In 2014, Pipeline Angels provided Melissa Hanna with her first pitch experience. The Angels gave her feedback and mentoring, and one investor Karen Bairley Kruger, believed in what she was doing. Her first check came in 2015, for $20,000.
Hanna says that she credits people like Oberti Noguera and Backstage Capital founder Arlan Hamilton in particular, for the communities they have built as being one of the reasons that she was able to get funding over time for Mahmee. To date, Mahmee has raised $1 million from Cross Culture Ventures, The Helm, Acumen America, and Backstage Capital, with participation from Pipeline Angels and other angel investors.

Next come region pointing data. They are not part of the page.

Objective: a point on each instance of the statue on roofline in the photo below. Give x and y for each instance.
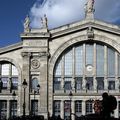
(44, 21)
(89, 6)
(27, 24)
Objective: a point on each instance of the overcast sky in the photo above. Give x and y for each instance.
(59, 12)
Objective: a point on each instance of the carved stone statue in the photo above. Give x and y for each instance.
(44, 22)
(27, 24)
(89, 6)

“[Oberti Noguera and Hamilton have done] the work to explain to people these founders can drive real dollars, have billion-dollar ideas and have had to struggle and bootstrap for longer than other more stereotypical tech founders, so they’re even better at managing the business,” said Hanna. “I know how to keep costs down in a way that many founders who got checks within months of launching an app don’t know how to do. I’ve had to manage our books down to the dollars and cents to make sure that we could stay in the game.”
Hanna says the funding she has received has in large part has come from the fact that she has been able to stay in the game, making sure to stay in touch with investors even if they couldn’t quite see the potential the first time she was in the room.

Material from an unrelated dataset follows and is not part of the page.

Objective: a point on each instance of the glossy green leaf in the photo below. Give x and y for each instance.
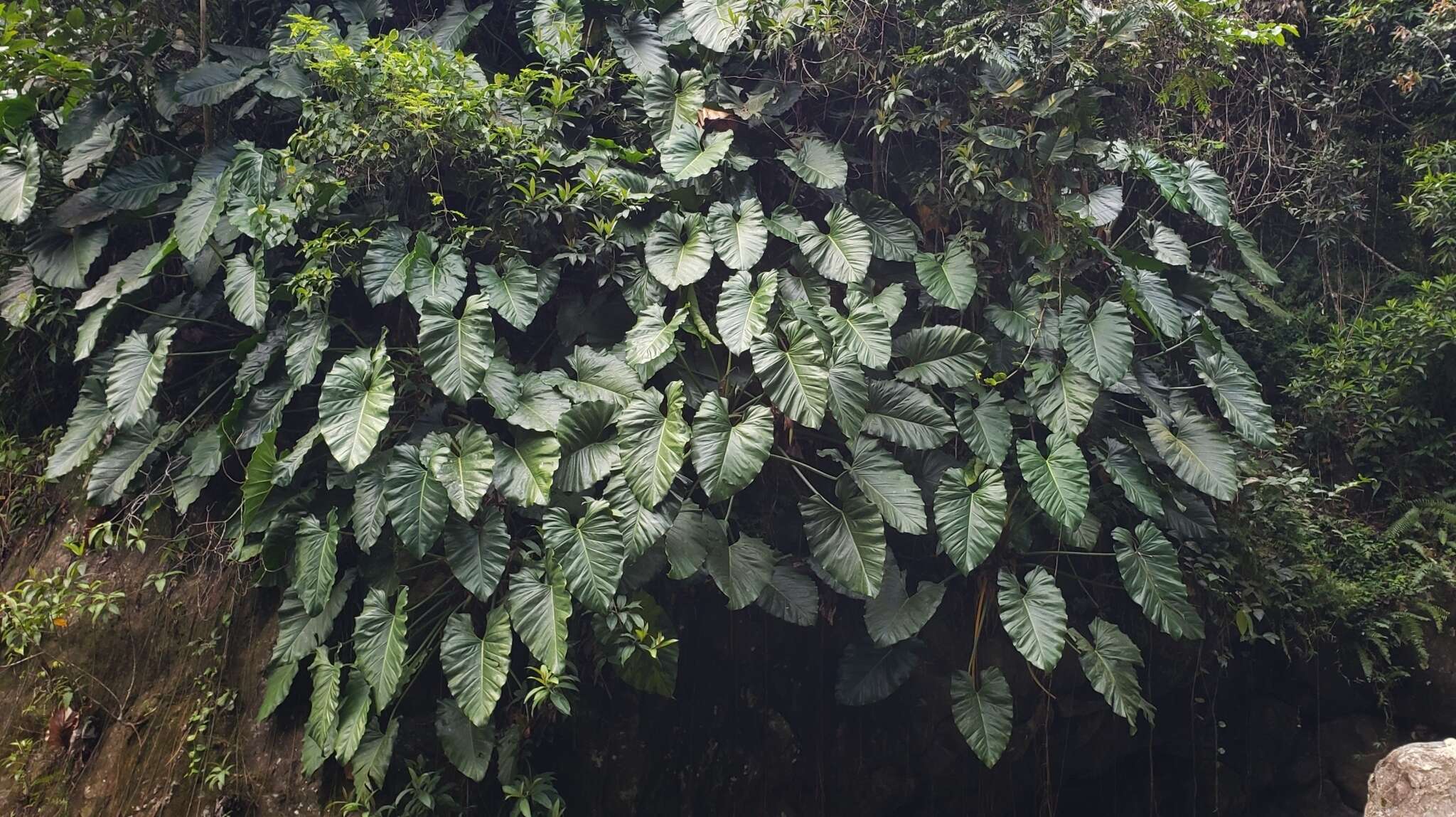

Marlon Nichols, Jennifer Richard’s boss at Cross Culture, is another investor that Hanna credits as being integral to the success of her company on the fundraising side. When she first pitched him in the summer of 2016, but the company wasn’t ready for the types of investments Cross Culture makes. But she stayed in contact because she felt that the firm truly understood where she was coming from.
“What it came down to was not vision, not candidacy, not viability or value. It came down to technical capacity,” Hanna said. The investors told her that if she wanted to achieve her goal of taking care of millions of moms and babies around the country and meeting that revenue potential, she needed a CTO to help get her there. “At that moment, all I heard was, ‘We’re not giving you money right now,’” she said. “It was a tough day. But it was really salient advice.”
That was mid-2016. Shortly thereafter, she met Walia, who helped her get her products to the point that they needed to be. In 2017, she got back in touch to update Cross Culture and let its investors know that their feedback had helped. Though she hadn’t pitched or asked for money, Nichols wrote her a check for a substantial portion of the pre-seed round that Hanna closed in February 2018.
Hanna said that it was getting in front of people who would advocate for her company and take her idea seriously that made all the difference. It gave her confidence that she could truly grow the company to great heights. And she said this experience has effectively changed how she approached fundraising. “Now I know what it feels like to have really great investors. So, I’m not going to settle for anything less,” she said. “I get to pick now. And I’m going to pick allies.”